「いいサービスなのに伝わらない会社」に共通する3つの思い込み
はじめに:砂漠の真ん中で「水」を売っていませんか?
「ウチの商品は絶対にいいものだ。一度使えば分かるはず。」 そう信じて疑わないのに、なぜか問い合わせが来ない。
この現象は、マーケティングの世界では「砂漠のダイヤモンド」と呼ばれたりします。
どんなに価値があるものでも、誰にも気づかれない場所にあったり、価値が分からない状態で置かれていては、ただの「石」と同じです。
実は、いいサービスを持っている会社ほど、これからお話しする「3つの思い込み」という色眼鏡をかけてしまっています。この眼鏡を外さない限り、あなたの商品の良さは永遠に伝わりません。
思い込み①:「いいものを作れば、勝手に売れる」
これが最大の誤解です。 昭和の時代や、モノが不足していた時代なら、いいものは口コミで広がりました。
しかし、今は情報爆発の時代です。
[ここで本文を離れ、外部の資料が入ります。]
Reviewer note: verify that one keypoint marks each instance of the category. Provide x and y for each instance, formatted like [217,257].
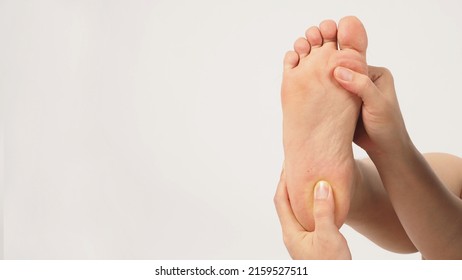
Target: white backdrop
[152,129]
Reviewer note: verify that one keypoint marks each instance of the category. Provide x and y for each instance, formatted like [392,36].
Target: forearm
[430,214]
[372,214]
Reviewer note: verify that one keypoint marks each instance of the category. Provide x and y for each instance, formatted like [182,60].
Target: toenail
[343,74]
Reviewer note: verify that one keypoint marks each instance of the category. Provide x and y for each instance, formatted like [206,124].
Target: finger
[286,216]
[324,218]
[360,85]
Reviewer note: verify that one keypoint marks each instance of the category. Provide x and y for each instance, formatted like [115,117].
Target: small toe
[313,34]
[302,47]
[328,29]
[291,60]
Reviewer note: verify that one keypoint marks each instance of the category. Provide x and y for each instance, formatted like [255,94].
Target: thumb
[324,207]
[358,84]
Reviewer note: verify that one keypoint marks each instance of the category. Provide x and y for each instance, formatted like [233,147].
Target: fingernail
[343,74]
[322,190]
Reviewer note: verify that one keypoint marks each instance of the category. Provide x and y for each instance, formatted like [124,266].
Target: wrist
[401,152]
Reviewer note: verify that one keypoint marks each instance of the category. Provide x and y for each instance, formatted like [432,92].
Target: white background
[152,129]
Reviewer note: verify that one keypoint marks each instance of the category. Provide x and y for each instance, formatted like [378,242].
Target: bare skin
[423,193]
[319,117]
[325,242]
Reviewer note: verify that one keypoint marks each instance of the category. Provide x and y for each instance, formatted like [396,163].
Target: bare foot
[319,116]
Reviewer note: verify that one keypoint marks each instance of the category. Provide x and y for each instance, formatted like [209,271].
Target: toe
[302,47]
[291,60]
[313,34]
[352,34]
[328,29]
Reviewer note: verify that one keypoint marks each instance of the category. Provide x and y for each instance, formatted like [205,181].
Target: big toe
[352,35]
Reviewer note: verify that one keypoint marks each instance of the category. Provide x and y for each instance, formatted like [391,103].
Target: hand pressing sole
[319,116]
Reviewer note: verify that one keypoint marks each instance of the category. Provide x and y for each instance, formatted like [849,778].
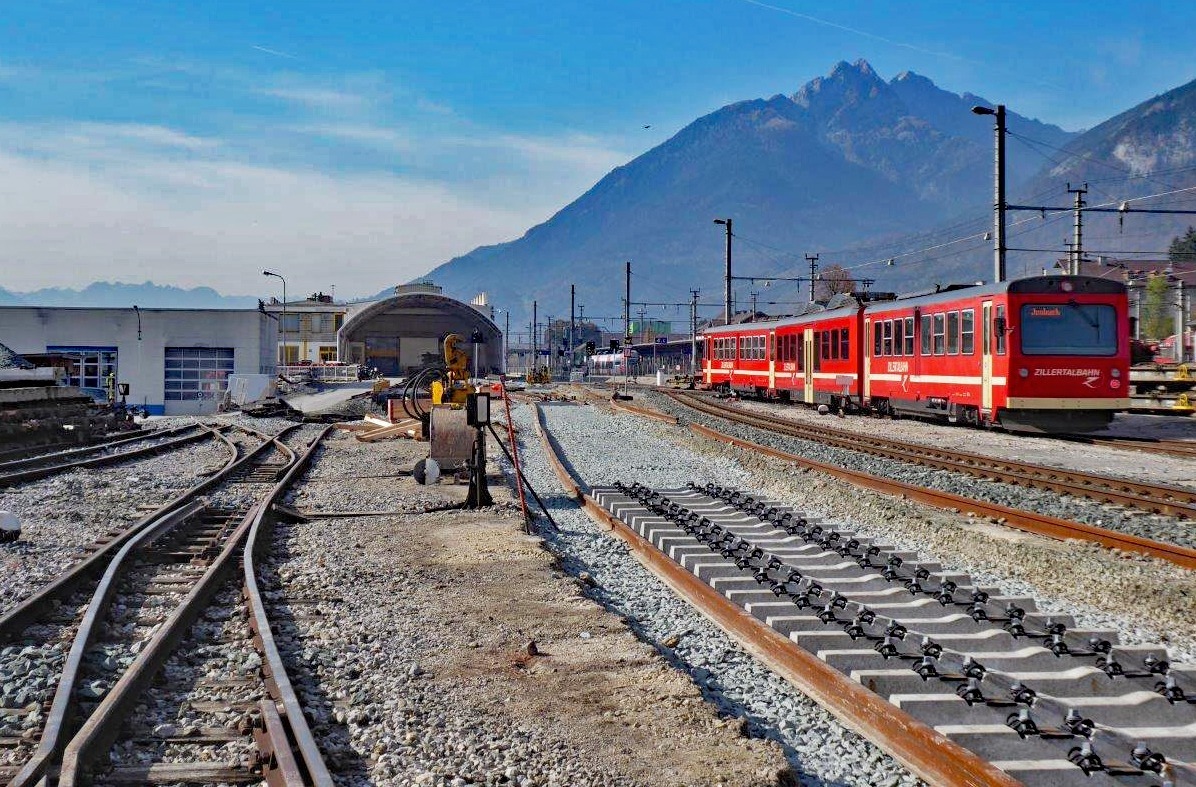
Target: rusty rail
[32,474]
[923,751]
[1027,520]
[101,728]
[1165,499]
[294,724]
[28,611]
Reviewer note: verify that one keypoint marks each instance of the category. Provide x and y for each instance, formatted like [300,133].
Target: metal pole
[1179,321]
[627,307]
[727,282]
[999,212]
[1076,230]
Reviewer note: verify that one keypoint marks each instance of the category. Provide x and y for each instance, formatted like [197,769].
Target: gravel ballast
[1053,504]
[604,449]
[1148,601]
[62,514]
[445,648]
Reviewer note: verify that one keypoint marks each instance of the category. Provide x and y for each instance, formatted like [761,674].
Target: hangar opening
[403,333]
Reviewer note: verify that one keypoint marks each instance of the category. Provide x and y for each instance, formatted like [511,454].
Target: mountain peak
[846,83]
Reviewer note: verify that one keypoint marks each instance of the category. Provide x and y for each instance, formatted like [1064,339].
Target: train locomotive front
[1068,363]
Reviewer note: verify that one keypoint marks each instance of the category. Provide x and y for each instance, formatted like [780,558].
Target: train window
[952,333]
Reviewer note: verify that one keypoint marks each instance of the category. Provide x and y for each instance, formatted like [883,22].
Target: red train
[1041,354]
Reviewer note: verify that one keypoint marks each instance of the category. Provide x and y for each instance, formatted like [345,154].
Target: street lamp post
[998,188]
[282,322]
[726,223]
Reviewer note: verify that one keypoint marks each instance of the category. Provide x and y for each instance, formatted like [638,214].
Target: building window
[91,366]
[197,372]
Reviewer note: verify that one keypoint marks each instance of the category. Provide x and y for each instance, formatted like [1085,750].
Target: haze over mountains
[846,159]
[852,166]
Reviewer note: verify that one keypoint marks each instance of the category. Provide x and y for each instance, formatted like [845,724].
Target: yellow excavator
[455,388]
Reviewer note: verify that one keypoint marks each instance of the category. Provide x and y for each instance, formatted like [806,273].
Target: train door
[866,343]
[772,360]
[986,363]
[807,355]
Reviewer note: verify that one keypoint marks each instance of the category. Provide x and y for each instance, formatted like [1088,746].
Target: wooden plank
[188,773]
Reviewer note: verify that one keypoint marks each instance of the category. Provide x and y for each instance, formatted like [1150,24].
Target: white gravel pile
[362,670]
[63,513]
[1051,504]
[605,449]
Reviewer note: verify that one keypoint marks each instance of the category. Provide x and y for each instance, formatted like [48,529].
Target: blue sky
[362,144]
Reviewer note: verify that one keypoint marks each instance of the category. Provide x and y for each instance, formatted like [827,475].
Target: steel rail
[102,727]
[56,724]
[927,754]
[34,474]
[1171,500]
[1027,520]
[274,667]
[28,611]
[142,434]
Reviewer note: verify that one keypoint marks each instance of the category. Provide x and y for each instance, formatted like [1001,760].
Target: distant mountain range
[850,166]
[120,294]
[853,168]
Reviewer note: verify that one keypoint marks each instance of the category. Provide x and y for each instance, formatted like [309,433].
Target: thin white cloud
[117,208]
[322,98]
[273,52]
[855,31]
[376,136]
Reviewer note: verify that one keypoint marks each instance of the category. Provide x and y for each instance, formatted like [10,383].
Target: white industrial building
[176,361]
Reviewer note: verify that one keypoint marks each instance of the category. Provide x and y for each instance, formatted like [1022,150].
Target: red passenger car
[1042,354]
[813,358]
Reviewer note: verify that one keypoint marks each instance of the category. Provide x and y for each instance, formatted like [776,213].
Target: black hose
[524,479]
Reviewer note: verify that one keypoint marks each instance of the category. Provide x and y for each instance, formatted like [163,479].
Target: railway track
[1161,499]
[93,456]
[99,645]
[959,682]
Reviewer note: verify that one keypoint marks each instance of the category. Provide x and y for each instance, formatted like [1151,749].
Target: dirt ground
[478,591]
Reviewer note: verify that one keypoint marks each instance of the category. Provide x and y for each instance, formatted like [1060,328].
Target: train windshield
[1068,329]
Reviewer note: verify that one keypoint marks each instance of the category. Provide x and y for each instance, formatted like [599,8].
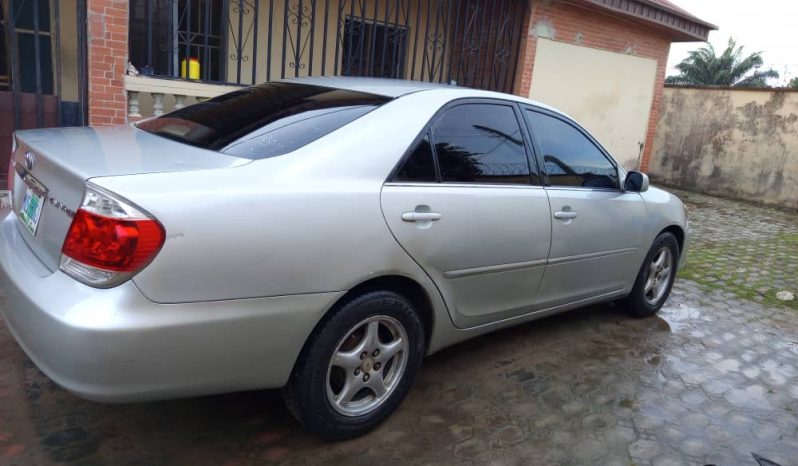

スマホを開けば、似たような商品やサービスが山のように出てきます。
厳しい現実ですが、「知られていない」は「存在しない」と同じです。
「見つけてもらうのを待つ」という姿勢は、今すぐ捨ててください。
「どうやって知らせるか」まで含めて、初めて「商品」として完成するのです。
思い込み②:「お客様は“スペック”を知りたがっている」
「この掃除機は吸引仕事率が〇〇ワットで、モーターは最新の〇〇型で…」 熱心な担当者ほど、こうした「スペック(機能)」を語りたがります。
しかし、お客様が本当に欲しいのはスペックではありません。
お客様が欲しいのは、「その掃除機のおかげで、毎日短時間で床がピカピカになり、子供が床で寝転がっても安心できる生活」という「ベネフィット(利益・未来)」です。
スペックの自慢話は、お客様にとっては退屈なだけ。
「で、結局私にとってどんないいことがあるの?」という問いに答えていないのです。
思い込み③:「専門用語を使ったほうが、プロっぽくて信頼される」
Webサイトやパンフレットに、業界用語を並べていませんか?
「スキーム」「アセット」「バッファ」…。
作り手は「プロとしての信頼感」を出しているつもりかもしれません。
しかし、読み手(素人)は「この会社、難しそうで敷居が高いな」と感じて離脱します。
本当のプロフェッショナルとは、難しいことを難しく語る人ではありません。
「難しいことを、小学生でも分かるように噛み砕ける人」のことです。
専門用語を捨て、お客様の日常会話の言葉で語りかける勇気を持ってください。
「自分視点」から「相手視点」へカメラを切り替える
これら3つの思い込みに共通するのは、すべて「自分視点(売り手都合)」だということです。
- 俺がいいと思うから売れるはず。
- 俺がこだわった機能を見てほしい。
- 俺たちの業界の言葉で話したい。
このカメラの向きを、ぐるっと180度回転させて「お客様視点」に変えてみてください。
「お客様は今、何に困っていて、どんな言葉なら響くのか?」 それを考え抜くことが、伝わらない壁を壊す唯一の方法です。